立ち食いそば店の食べ歩きが趣味で、立ち食いそばムックも執筆したことがあるライター、平島憲一郎さんが気になるお店をレポートするコーナー。今回は、東京・四ツ谷の「四谷 政吉」を紹介します。現在、同店の店長を務めるのは現マネージャーの弟子にあたり、名店で長く腕を磨いてきた若き職人。その味は本格そば店にも劣らないと、四谷の食通ビジネスマンたちの支持を集めています。
名店「政吉」の伝統を受け継いだ食通注目の新店
四谷・しんみち通りの「政吉そば」は、かつて信州直送の六割そばを提供した立ち食いの名店だ。平成25年、オーナーの健康上の理由で閉店するも、そのオーナーと兄弟弟子の関係にある方が、26年1月に「四谷 政吉」として店を再開。以前とほぼ同じ食材を使い、「政吉そば」の味を再現している。

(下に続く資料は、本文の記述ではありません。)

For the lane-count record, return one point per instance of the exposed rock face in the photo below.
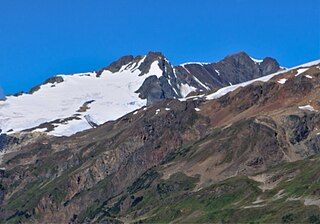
(232, 69)
(247, 152)
(201, 77)
(170, 149)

そばは信州から毎朝届く上質なものを使用。注文後にゆで始め、冷水でしっかり締めれば、色白でツヤも見事な細麺に。かつお節を中心に丁寧に引いただしは香り豊かで、やや濃いめのかえしに負けないコクがある。そのつゆにそばを少しつけてすすると、そばの鮮烈な香りが鼻から抜け、あとからつゆの豊かな風味が追いかける。麺のコシ、のどごしも絶品だ。
「鴨つけそば」は新規開店後に生まれた人気メニューで、鴨の野性味あるうまみがつゆに加わった、奥深い味わいだ。また、プリプリの小えびの天ぷらが付いた「小海老天つけそば」も人気の一品。かみしめると口の中に広がるえびのうまみで、さらにそばが進む。